17 Janvier 2020
C.O.B.R.A (2020) // Saison 1. Episode 1. Pilot.
Il y a une jolie petite scène d’action dans cet épisode quand un avion se crashe sur une voie d’autoroute. Le moment, impressionnant, nous laisse rapidement imaginer ce que cela ferait si cela se déroulait réellement. Cobra nous plonge donc dans les crises d’urgences du pays avec plusieurs personnages et points de vue mais l’un des plus intéressants est probablement pour moi celui de Robert Sutherland, incarné par Robert Carlyle (Stargate Universe). Cependant, ce premier épisode est un brin chaotique. En présentant autant de points de et vue et de personnages, la série en devient rapidement frustrante mais dans ce nouveau drama de Sky One, il y a toujours un truc qui donne envie de continuer, sans s’arrêter.
Cobra a la tête d’une série un peu bête sur les bords qui préfère se concentrer sur le fait qu’elle veut nous en mettre plein les yeux. C’est terriblement prévisible, plein de clichés du genre, et il y a plein de petits trucs qui m’ont embêtés tout au long de ce premier épisode. Et pourtant… j’ai déjà envie de voir la suite. A certains moments, Cobra me rappelle les erreurs que Designated Survivor a pu faire dans sa carrière de série un peu débile sur les bords sur les coulisses du pouvoir.
Les coulisses du pouvoir britannique à travers le comité C.O.B.R.A (Cabinet Office Briefing Room) en charge de gérer les situations d'urgences. Au coeur des tempêtes politiques, le Premier Ministre anglais, Robert Sutherland, doit prendre des décisions difficiles.
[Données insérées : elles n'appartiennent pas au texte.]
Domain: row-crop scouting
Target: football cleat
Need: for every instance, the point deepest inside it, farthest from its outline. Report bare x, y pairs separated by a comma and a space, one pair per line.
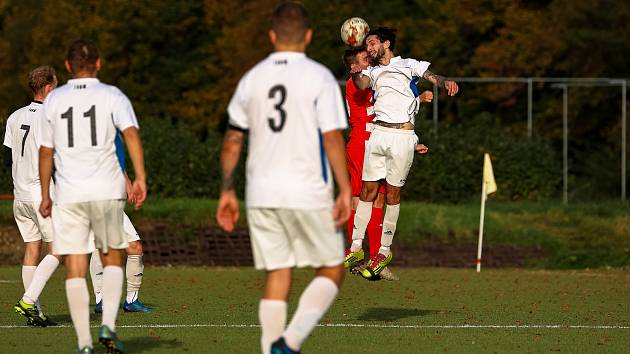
110, 340
30, 312
386, 274
352, 258
136, 306
376, 267
281, 347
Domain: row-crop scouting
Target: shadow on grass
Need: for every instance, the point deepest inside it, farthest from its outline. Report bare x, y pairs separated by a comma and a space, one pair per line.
62, 319
392, 314
142, 344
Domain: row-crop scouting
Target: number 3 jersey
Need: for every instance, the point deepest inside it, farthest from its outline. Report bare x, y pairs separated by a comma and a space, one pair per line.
20, 136
286, 102
80, 122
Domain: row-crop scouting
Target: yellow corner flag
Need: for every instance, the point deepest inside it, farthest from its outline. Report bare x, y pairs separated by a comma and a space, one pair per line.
488, 175
488, 186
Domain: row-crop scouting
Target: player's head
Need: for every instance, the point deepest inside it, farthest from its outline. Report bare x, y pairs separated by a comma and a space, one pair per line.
42, 80
356, 57
290, 27
83, 59
379, 41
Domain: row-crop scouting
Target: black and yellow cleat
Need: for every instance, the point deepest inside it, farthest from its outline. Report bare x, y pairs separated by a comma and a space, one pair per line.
375, 268
110, 340
30, 312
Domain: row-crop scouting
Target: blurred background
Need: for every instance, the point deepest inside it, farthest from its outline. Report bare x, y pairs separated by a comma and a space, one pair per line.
179, 62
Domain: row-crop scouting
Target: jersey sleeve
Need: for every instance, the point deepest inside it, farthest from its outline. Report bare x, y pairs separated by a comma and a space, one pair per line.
236, 108
418, 67
8, 134
329, 107
45, 125
123, 114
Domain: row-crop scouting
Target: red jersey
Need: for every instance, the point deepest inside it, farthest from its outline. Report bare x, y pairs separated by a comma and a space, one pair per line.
361, 112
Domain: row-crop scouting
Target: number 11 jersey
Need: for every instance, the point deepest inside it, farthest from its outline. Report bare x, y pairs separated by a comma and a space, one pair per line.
80, 122
286, 102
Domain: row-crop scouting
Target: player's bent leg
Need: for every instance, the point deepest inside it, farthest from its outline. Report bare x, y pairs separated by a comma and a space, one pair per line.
78, 298
362, 217
315, 300
112, 291
134, 272
384, 256
96, 273
272, 310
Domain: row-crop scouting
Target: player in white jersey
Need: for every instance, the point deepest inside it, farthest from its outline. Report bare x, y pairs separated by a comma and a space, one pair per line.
390, 150
23, 158
134, 269
292, 110
81, 119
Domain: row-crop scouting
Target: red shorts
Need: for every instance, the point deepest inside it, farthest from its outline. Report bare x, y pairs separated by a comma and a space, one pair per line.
355, 152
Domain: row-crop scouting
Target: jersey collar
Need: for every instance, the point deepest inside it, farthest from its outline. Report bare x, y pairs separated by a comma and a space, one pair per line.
275, 55
84, 79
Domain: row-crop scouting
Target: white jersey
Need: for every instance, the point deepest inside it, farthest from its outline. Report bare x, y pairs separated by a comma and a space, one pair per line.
287, 101
396, 95
80, 122
21, 137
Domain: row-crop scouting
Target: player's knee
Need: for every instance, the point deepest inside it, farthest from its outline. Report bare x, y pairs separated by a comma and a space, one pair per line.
135, 248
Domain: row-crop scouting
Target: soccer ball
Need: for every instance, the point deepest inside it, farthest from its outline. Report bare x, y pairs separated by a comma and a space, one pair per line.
353, 31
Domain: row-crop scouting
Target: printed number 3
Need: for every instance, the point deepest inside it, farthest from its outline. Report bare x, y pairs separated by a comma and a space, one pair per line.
281, 112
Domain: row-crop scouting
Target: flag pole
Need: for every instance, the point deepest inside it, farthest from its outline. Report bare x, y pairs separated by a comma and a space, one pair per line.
481, 217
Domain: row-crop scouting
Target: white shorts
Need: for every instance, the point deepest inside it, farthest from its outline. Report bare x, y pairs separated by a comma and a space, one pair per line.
389, 154
32, 225
286, 238
129, 230
73, 223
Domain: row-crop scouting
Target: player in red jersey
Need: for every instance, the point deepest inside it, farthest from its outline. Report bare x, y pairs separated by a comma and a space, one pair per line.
361, 115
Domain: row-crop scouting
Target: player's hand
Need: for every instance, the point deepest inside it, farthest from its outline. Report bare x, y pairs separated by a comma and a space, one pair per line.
426, 96
45, 207
228, 211
422, 149
343, 205
451, 87
138, 193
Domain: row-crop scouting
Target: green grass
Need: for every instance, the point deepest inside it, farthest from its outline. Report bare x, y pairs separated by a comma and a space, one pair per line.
424, 297
578, 235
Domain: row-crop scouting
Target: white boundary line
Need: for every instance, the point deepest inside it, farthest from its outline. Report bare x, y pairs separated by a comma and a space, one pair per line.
358, 325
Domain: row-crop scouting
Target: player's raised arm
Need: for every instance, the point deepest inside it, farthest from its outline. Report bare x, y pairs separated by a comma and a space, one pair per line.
134, 146
438, 80
228, 209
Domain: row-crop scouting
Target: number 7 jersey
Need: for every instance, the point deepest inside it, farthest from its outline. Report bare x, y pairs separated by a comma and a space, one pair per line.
286, 102
80, 122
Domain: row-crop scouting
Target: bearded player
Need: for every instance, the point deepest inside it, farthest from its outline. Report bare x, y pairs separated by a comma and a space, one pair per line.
361, 115
393, 143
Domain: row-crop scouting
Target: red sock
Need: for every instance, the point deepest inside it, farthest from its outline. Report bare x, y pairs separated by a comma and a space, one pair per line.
351, 225
374, 231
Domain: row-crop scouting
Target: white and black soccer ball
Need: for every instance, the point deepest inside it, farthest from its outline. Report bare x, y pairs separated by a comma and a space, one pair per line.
353, 31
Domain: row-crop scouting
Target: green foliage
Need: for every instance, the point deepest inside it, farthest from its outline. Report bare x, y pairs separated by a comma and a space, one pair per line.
451, 172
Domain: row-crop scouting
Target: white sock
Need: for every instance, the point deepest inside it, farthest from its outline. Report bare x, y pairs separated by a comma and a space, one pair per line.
273, 317
112, 290
134, 271
44, 271
79, 302
361, 220
389, 228
96, 273
314, 302
27, 275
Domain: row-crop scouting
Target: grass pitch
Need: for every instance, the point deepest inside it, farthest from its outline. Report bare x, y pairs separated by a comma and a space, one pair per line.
214, 310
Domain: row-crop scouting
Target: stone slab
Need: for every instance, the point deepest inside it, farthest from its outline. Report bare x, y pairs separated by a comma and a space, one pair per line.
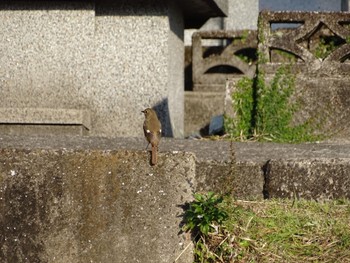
75, 205
200, 107
319, 179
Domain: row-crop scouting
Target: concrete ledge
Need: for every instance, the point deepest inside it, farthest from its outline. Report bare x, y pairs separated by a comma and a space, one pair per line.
71, 205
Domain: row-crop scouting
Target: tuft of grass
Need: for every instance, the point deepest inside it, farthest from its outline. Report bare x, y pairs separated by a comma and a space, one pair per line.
279, 231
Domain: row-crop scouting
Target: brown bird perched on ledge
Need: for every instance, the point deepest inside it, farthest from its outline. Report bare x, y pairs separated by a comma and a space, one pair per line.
152, 129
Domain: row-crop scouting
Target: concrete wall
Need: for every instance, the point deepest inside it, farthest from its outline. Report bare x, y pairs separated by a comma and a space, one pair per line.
93, 206
300, 5
108, 62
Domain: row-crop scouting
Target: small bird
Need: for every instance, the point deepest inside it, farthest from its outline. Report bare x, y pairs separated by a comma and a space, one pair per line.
153, 130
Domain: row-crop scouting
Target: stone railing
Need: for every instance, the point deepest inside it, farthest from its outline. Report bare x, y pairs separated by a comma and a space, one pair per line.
314, 40
235, 56
317, 46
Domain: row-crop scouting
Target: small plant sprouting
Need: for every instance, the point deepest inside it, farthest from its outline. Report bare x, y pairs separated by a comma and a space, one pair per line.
204, 213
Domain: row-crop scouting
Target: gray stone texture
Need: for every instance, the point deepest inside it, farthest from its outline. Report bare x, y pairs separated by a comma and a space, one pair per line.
300, 5
322, 83
228, 57
317, 179
70, 205
109, 60
199, 108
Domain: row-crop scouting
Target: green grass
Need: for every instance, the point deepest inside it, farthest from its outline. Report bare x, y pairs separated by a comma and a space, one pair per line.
278, 231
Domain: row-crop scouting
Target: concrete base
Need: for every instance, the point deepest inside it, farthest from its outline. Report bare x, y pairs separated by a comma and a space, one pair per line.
83, 199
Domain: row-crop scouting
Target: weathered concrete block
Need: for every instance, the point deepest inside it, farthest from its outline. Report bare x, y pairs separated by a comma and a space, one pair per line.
235, 57
93, 205
316, 47
322, 178
200, 107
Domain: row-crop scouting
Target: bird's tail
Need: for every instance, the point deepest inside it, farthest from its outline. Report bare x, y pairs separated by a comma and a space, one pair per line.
154, 155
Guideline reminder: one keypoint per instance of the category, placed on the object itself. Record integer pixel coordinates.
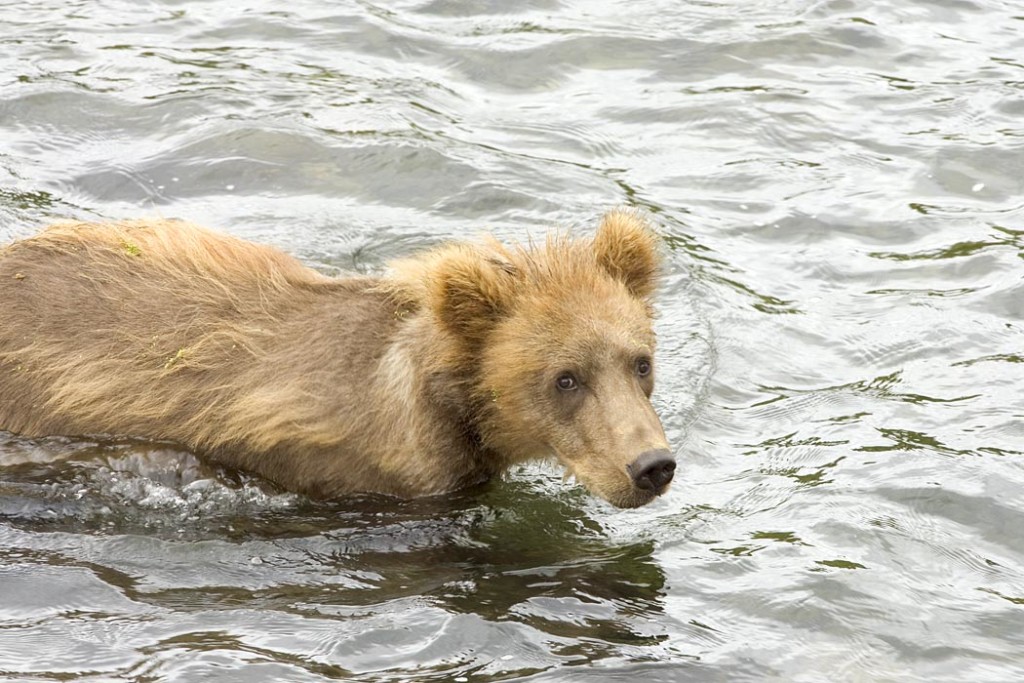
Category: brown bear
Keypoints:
(456, 365)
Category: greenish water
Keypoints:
(841, 189)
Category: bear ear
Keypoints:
(628, 249)
(472, 291)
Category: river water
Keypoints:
(840, 186)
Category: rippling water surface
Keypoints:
(840, 185)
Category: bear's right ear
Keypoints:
(472, 291)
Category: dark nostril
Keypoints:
(652, 469)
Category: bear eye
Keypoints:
(566, 382)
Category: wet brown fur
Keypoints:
(431, 378)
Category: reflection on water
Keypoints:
(839, 187)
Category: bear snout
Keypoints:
(652, 470)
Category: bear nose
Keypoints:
(652, 469)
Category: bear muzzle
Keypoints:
(652, 470)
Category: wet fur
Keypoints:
(167, 331)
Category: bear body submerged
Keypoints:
(460, 363)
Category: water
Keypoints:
(841, 189)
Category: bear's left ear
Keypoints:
(628, 249)
(472, 291)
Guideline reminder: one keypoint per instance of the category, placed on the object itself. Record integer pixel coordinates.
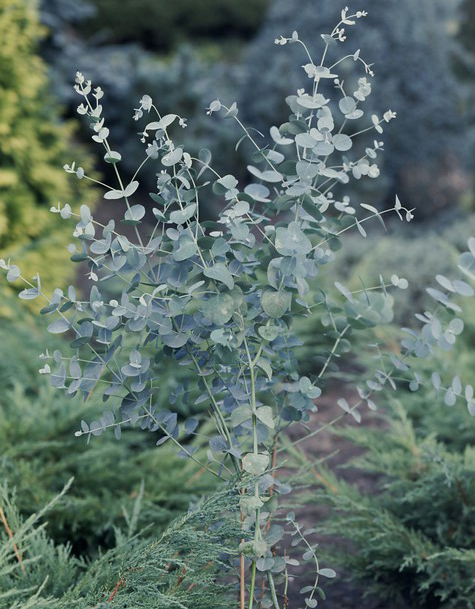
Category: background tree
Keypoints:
(412, 47)
(34, 145)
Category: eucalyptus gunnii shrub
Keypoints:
(219, 297)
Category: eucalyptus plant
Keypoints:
(218, 297)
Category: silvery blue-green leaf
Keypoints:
(59, 326)
(219, 272)
(13, 273)
(112, 157)
(180, 216)
(265, 415)
(219, 309)
(269, 333)
(436, 381)
(450, 397)
(275, 534)
(173, 157)
(342, 142)
(265, 365)
(175, 340)
(29, 294)
(264, 564)
(278, 138)
(305, 140)
(240, 414)
(292, 240)
(347, 105)
(456, 385)
(114, 194)
(269, 175)
(311, 101)
(135, 213)
(186, 248)
(276, 303)
(163, 123)
(220, 247)
(456, 326)
(228, 182)
(255, 464)
(66, 212)
(258, 192)
(131, 188)
(241, 208)
(445, 283)
(222, 336)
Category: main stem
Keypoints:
(256, 485)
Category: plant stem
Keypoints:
(253, 584)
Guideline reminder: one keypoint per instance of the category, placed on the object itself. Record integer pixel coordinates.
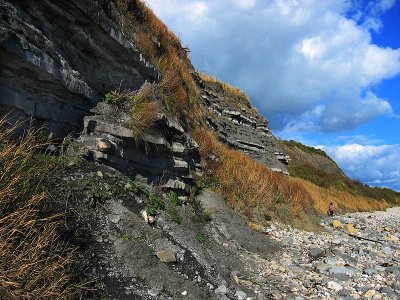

Mais Cobra n’est pas totalement comme Designated Survivor. Et c’est rassurant. Cobra a aussi l’avantage de son casting (comme l’ancienne série de ABC/Netflix d’ailleurs) qui se donne à fond pour donner aux personnages qu’ils incarnent une vraie personnalité. Victoria Hamilton est parfaite sous les traits d’Anna Marshall. Et il en va de même pour le Premier Ministre incarné par Robert Carlyle. Cependant, parfois la série se concentre sur des éléments qui n’ont pas vraiment d’intérêt ou des drames familiaux et personnels qui manquent de poigne. L’histoire de la tempête géomagnétique aurait pu impliquer quelque chose de plus international (ou au moins européen) car on a l’impression que les personnages ici sont seuls au monde (quoiqu’avec le Brexit à la fin du mois, ils pourraient l’être).
Je serais là pour la suite de la saison car Cobra a des idées et que l’ensemble est suffisamment rythmé pour donner envie de revenir mais derrière ce premier épisode se cache tout de même une série frustrante et cliché qui n’offre rien de neuf sous le soleil des séries. Il serait bien aussi de muscler un peu les histoires des personnages et les liens qu’ils entretiennent si les producteurs veulent que l’on s’attache à Cobra.
Note : 5/10. En bref, même si c’est frustrant et cliché, j’ai déjà envie de voir la suite. Un plaisir coupable mais brillant mais assez efficace.